Another important factor is the size of the aneurysm. According to the International Study of Un-ruptured Intracranial Aneurysms (ISUIA), the risk of rupture increases with size. In general, treatment of aneurysms is indicated when size is 7 mm or more. In addition, ISUIA and other studies have suggested posterior circulation aneurysms are at a higher risk of rupture than those of the anterior circulation. Because of this, even though there is no randomized study supporting it, one may assume that AICA aneurysms smaller than 7 mm may also be considered for treatment ( 2, 4, 5, 6 in algorithm ). Another consideration for treatment of an aneurysm smaller than 7 mm is whether the patient had a prior bleeding from another aneurysm, as ISUIA reported a significantly greater risk of hemorrhage in such patients compared to patients with similarly sized aneurysms and no prior history of rupture. Treatment of smaller aneurysms may also be indicated in patients with a family history of intracranial aneurysms. Also to be considered for treatment are aneurysms that have increased in size since previous imaging.
Anatomical Considerations
The AICA is intimately related to the pons, the middle cerebellar peduncle, and the petrosal surface of the cerebellum (â–¶ Fig. 42.1 ).
Origin: The AICA usually originates at the lower third of the basilar artery (BA; 75%), but may at times arise at the mid-third (16%) or close to the vertebrobasilar junction (9%). It originates as a unique vessel in 72% of cases, but may also be a duplicate artery (26%) or even a triplicate one (2%).
Segments: The AICA is commonly divided into four segments. (1) Anterior pontine segment is located between the clivus and the belly of the pons. It begins at its origin and ends at the level of a line drawn by the long axis of the inferior olive, passing anteriorly to the sixth CN. (2) Lateral pontine segment begins at the anterolateral margin of the pons and passes through the cerebellopontine angle (CPA) to end at the level of the medial border of the flocculus. This second segment is usually adjacent to the eighth CN in the CPA. (3) Flocculo-peduncular segment begins when the artery passes rostral or caudal to the flocculus and ends in the cerebellopontine fissure. (4) Segment branches out to feed the petrosal surface of the cerebellum. Branches: The AICA gives rise to perforating branches to the pons, choroidal branches to the lateral part of the choroid plexus, and branches to the seventh and eighth CNs.

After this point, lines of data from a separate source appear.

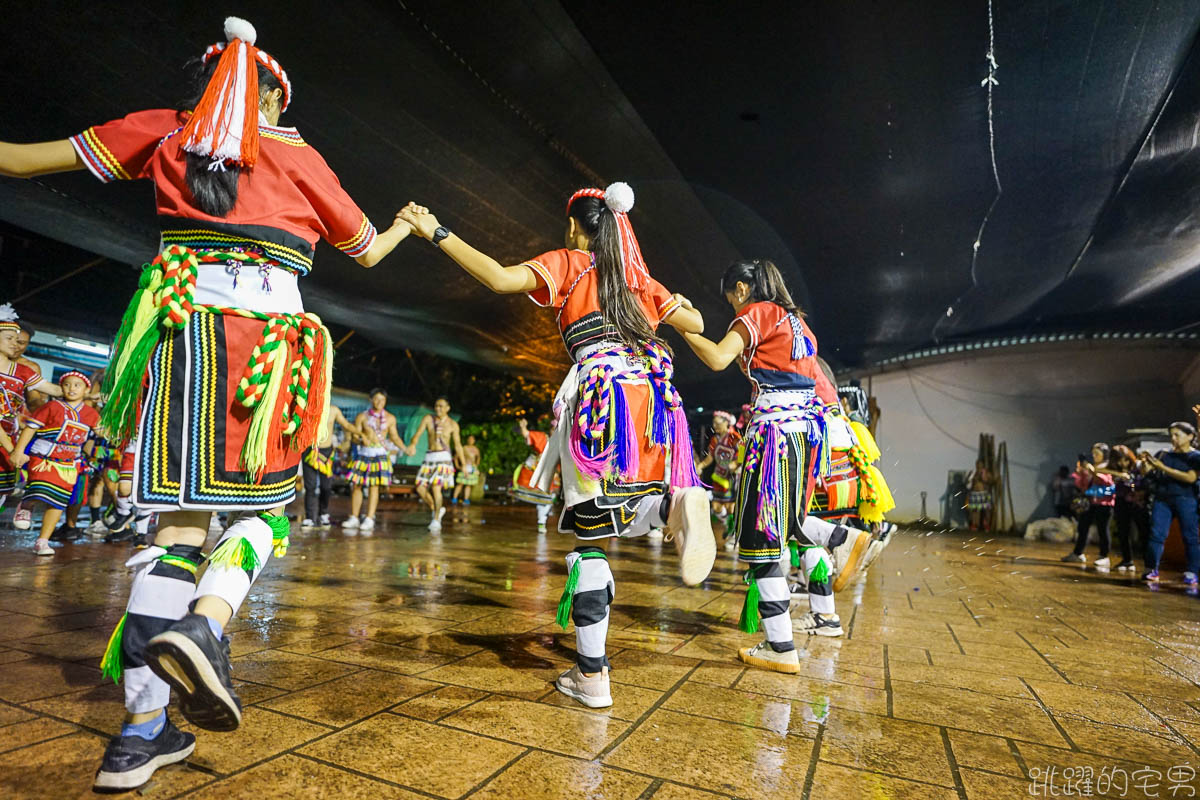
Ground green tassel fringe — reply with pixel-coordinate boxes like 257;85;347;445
258;511;292;559
209;536;259;573
100;614;128;684
554;552;607;631
738;570;758;633
800;545;830;583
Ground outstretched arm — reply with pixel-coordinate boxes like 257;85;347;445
672;314;750;372
400;203;538;294
0;139;84;178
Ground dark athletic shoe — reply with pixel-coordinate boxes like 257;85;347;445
145;614;241;730
92;720;196;792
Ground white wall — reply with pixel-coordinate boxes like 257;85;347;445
863;343;1200;523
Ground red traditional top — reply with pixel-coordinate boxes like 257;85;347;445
0;361;42;439
71;108;376;275
730;301;836;399
524;249;679;357
25;398;100;464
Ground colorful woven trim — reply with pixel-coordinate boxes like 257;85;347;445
101;245;334;480
570;342;703;488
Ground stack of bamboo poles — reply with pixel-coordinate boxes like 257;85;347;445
977;433;1016;530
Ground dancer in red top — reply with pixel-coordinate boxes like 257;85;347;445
684;261;870;673
401;184;716;708
0;17;412;789
8;371;100;555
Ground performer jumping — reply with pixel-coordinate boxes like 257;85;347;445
342;389;404;534
401;184;716;708
684;260;870;673
406;397;466;533
509;417;562;534
0;17;412;789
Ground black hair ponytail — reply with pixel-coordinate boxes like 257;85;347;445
566;196;670;350
184;59;283;217
721;259;804;319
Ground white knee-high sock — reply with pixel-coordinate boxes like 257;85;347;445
103;545;200;714
566;546;616;673
196;515;278;614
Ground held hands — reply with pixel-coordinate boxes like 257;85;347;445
396;203;440;239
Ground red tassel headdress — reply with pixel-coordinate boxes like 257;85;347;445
566;181;650;290
180;17;292;169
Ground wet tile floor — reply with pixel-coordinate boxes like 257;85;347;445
0;505;1200;800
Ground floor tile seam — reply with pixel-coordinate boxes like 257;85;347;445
458;742;533;798
0;720;78;754
1015;631;1074;686
938;726;967;800
1019;678;1080;752
596;662;703;762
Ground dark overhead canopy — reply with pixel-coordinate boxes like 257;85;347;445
0;0;1200;402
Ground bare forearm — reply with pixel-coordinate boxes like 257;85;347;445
0;139;84;178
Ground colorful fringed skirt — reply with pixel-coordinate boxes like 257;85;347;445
102;245;332;511
416;450;454;489
730;391;829;564
530;342;701;539
455;464;479;486
346;447;391;486
22;456;79;509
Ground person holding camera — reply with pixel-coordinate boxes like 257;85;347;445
1141;422;1200;589
1062;441;1116;572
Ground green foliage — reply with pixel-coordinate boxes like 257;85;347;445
462;422;532;482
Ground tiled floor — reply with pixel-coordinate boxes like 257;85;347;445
0;506;1200;800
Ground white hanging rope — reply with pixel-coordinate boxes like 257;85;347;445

In its premeatal segment, the AICA essentially gives rise to perforating branches to the brainstem. These perforating branches to the brainstem may also arise from the flocculonodular segment of the AICA (82% of cases), in which case they are named the recurrent perforators, in reference to their anterior course in the CPA. The labyrinthine or internal meatal arteries are branches of the AICA that enter in the internal meatal canal to end by branching out into the vestibular, cochlear, and vestibulo-cochlear arteries that supply the inner ear. The labyrinthine arteries arise in the premeatal segment of the AICA in 77% of cases, in the meatal segment in 21%, and in the postmeatal segment in only 2%.
Pathophysiology
The review of the literature revealed various causes for AICA aneurysms (â–¶ Table 42.1 ). As in most saccular aneurysms, degeneration of the wall, possibly due to factors contributing to atherosclerosis, remains the main cause. However, AICA can be associated with cerebellar or dural arteriovenous malformation, and cerebellar hemangioblastoma. In addition, 9.4% of AICA aneurysms have been found when the AICA provides a dominant vascular supply (AICA/PICA [posterior inferior cerebellar artery] variant), also suggesting to be the result of hemodynamic factors. Another factor may be direct injury of the artery wall as AICA aneurysms have also been reported following stereotactic radiosurgical treatment of a vestibular schwannoma (4.8% of AICA aneurysms).